LONDON: British-Pakistani writer Mohsin Hamid has made it to the shortlist of this year’s Man Booker Prize unveiled on Wednesday.

In the fourth year that the 50,000-pound ($66,400) prize has been open to writers of any nationality, the shortlist is made up of two British and three American writers, besides Mr Hamid.

Two first-time female authors feature on the shortlist which comprises three women and three men including best-selling US writer Paul Auster.

Subjects this year range from the struggle of a family trying to retain its self-sufficiency in rural England to a love story between two refugees fleeing civil war.

Mr Hamid is on the list with Exit West in which refugees can use doors to escape to other parts of the world.

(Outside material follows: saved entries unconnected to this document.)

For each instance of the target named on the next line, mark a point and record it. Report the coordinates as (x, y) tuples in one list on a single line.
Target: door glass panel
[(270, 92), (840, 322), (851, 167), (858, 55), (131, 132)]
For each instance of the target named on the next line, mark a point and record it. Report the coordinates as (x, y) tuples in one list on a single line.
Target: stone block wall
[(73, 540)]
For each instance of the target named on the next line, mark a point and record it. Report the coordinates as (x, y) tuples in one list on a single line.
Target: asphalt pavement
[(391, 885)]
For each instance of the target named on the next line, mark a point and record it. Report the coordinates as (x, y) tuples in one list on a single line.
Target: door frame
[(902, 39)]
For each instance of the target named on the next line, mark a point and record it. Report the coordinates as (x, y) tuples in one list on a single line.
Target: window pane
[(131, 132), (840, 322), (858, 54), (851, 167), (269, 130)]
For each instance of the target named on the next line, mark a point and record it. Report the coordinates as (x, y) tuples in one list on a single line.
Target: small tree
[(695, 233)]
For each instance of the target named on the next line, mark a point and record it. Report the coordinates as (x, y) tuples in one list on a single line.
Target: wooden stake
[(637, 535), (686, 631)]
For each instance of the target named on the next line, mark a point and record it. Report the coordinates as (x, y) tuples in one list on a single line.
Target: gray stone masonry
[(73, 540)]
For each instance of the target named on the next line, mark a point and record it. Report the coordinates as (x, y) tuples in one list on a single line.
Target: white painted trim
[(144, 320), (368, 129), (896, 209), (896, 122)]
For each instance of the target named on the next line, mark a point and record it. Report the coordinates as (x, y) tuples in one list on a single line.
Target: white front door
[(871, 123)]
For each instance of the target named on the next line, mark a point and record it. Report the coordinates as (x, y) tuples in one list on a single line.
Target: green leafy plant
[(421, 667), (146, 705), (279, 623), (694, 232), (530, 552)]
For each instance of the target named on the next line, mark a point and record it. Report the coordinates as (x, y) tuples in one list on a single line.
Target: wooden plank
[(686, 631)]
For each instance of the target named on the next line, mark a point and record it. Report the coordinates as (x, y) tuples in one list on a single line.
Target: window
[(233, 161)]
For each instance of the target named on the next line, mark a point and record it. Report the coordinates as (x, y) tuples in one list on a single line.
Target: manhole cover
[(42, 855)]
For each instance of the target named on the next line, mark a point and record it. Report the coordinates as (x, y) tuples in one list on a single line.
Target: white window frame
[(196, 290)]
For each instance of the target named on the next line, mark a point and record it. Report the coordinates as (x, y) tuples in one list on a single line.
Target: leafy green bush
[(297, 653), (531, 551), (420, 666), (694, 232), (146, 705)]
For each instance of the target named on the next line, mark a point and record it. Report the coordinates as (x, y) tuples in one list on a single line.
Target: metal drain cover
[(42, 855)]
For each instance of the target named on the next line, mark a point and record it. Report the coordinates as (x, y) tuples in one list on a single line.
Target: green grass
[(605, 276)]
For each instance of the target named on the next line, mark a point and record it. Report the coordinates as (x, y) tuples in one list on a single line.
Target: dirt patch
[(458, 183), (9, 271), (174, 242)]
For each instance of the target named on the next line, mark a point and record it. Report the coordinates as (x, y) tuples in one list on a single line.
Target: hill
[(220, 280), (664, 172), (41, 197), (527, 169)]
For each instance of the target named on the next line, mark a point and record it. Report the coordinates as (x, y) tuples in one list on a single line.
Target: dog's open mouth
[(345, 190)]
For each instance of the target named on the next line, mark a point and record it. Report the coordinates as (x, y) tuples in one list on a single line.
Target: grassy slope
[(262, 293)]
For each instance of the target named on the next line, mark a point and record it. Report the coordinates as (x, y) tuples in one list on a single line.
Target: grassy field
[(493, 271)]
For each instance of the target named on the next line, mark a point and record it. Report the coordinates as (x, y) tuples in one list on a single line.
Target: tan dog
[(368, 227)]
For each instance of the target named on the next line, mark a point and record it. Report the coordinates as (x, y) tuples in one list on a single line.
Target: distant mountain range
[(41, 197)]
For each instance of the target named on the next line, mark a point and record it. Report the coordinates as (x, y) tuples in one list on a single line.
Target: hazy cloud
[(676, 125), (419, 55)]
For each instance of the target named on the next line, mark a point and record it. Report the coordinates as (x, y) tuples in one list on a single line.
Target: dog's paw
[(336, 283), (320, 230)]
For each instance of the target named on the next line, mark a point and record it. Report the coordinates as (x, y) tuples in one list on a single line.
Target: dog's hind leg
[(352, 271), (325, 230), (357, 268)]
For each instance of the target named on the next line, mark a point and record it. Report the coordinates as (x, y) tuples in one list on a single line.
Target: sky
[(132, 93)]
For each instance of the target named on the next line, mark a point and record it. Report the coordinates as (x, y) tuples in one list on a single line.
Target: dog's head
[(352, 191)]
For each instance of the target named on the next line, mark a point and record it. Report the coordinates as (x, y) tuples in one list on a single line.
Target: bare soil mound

Mr Auster’s 4321 offers four versions of a young man’s life while fellow US author Emily Fridlund’s debut novel History of Wolves is a coming-of-age tale of a teenage girl seeking a place to belong.

Elmet, the first book by British author Fiona Mozley, tells the story of a father and his two children who clash with landowners after they build a home for themselves.

George Saunders’ first novel Lincoln in the Bardo is about Abraham Lincoln and the death of his eleven-year-old son Willie at the dawn of the American Civil War.

Scottish writer Ali Smith is on the shortlist for the fourth time, this year with Autumn, a meditation on a world growing ever more bordered and exclusive.

The judging panel culled books by several big names from the 13-novel longlist announced in July, including Zadie Smith’s Swing Time, Colson Whitehead’s The Underground Railroad and The Ministry of Utmost Happiness by previous Booker winner Arundhati Roy.